Fig 1.1 Task distribution and slide content







REFLECTION

Experience

This project was a valuable learning experience both academically and personally. From an academic perspective, working on the customer persona and customer journey reinforced my understanding of how sales and marketing theory can be applied to a real-world product service offering. Developing the purchase, retention, and advocacy stages helped me better understand how different objectives, messages, and digital touchpoints are required at each stage of the customer journey.

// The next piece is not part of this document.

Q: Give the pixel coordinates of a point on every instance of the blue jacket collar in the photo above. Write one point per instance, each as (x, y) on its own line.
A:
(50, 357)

Creating the customer persona felt very familiar to me, as it closely aligned with the work I regularly complete in my UI/UX modules. Defining user goals, pains, and behaviours is a process I am already confident with, which made this part of the project straightforward and efficient. This allowed me to focus more on ensuring consistency across the persona, customer journey, and marketing messages rather than struggling with the methodology itself.

On a personal level, this project highlighted the realities of group work. Despite maintaining a respectful and cooperative attitude throughout, there were challenges related to communication and group dynamics. I chose to remain professional and focused on completing my responsibilities rather than engaging in conflict, which helped ensure my contributions were clearly reflected in the final outcome.

Overall, this project strengthened my ability to apply existing UX research skills to a marketing context, while also improving my resilience and professionalism when working in difficult team environments. It reinforced the value of transferable skills and confirmed that my background in UI/UX gives me a strong foundation for strategic marketing projects.